What do you think about when you see a homeless person on the street? Where do you look when someone on your train car is performing for money; what do you do and what do you say when they ask you for food? How do you feel when this person is disabled, has a mental illness, pregnant or with a child? How do you feel when this person is a child or a teenager? What do you say; what do you do; where do you look? Many of us ask ourselves and each other these questions, but these questions (and their answers) are focused on ourselves. How often, if ever, do we turn the tables to ask: how does the person I pass every day feel when everyday I ignore them? What does someone think about when no one seems to see them at all?

MElder Movement Art presented A Study of Occupied Spaces, August 27-29th as the SubletSeries@HERE.  The work was created in an effort to bring awareness to the over 50,000 homeless New York City residents and to bring a social voice into art because, as choreographer Mat Elder says passionately in reference to our current political climate, “it’s so crucial.” After extensive research and much time spent with homeless teens and diverse youth from all over New York City, Elder, in collaboration with dancers and in association with the nonprofit organization The Possibility Project, explores through dance the complex history of New York City homelessness. The work does not vociferate a solution to this growing issue or any answer for what should we do, except to simply ask us to throw away any stereotypes of and negative associations with the word “homeless.” It prompts us to consider people as people -- human lives with human stories -- and rather than make assumptions, to open our minds to the circumstances of others, which is perhaps the first step to finding an answer and also a confrontation of an actual problem that lies at the root of the issue.

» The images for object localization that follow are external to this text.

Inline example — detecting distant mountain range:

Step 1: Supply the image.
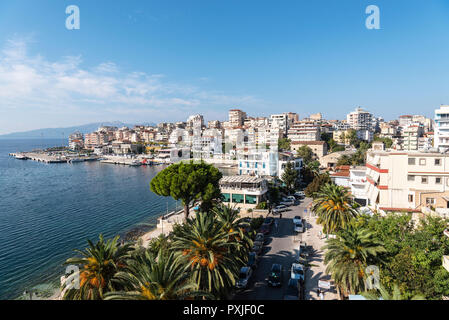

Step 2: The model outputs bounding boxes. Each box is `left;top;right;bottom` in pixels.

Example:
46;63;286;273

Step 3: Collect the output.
0;121;156;139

A Study of Occupied Spaces is a culmination of vignettes, each giving an emotionally engaging glimpse of someone’s life and each building upon the other to emphasize the increasingly vast number of people with unique yet similar circumstances. Through vividly detailed movement contrasted with stillness and subtly captivating facial expressions, Elder is masterfully genuine in creating and structuring a work that is truly focused on the topic at hand. Dancer AJ Guevara stands out as a street performer that tries to one-up his own acrobatics in attempts to impress a small audience enough to keep them from passing him by. He says “I’ve got one more!” in a delightfully excited tone. In the following instant, his showy smile turns to a quiet expression of desperation as he reaches out his hands, cupped together; the passersby once entertained are suddenly serious and staring uncomfortably at the realness before them. This still image lingers on stage longer than you would expect, yet just long enough to reiterate the point.

The use of props and setting is brilliant. A banana that is eaten carelessly and thrown into the trashcan unfinished by the man with a suit and briefcase; that mostly-eaten banana that is pulled out of the trash and slowly eaten in a beautiful moment of honesty. That trashcan that serves as a metaphor for a common stereotype becomes an ever-changing and vulnerable character of its own: repulsor, food, territory, trap; a ladder that goes unclimbed (except once by the man in a suit) yet frequently danced around, under, and against. The ladder clangs in times of contact, as bodies come in contact with it. The un-climbed ladder stands tall and helps the viewer realize that rarely do the dancers move through space vertically but rather shift horizontally through gestural, solo, and partnering phrases. At times the dancing bodies appear as a pendulum alluding to the passage of time; oftentimes throughout the work, they appear as bodies pushed to the side over and over again.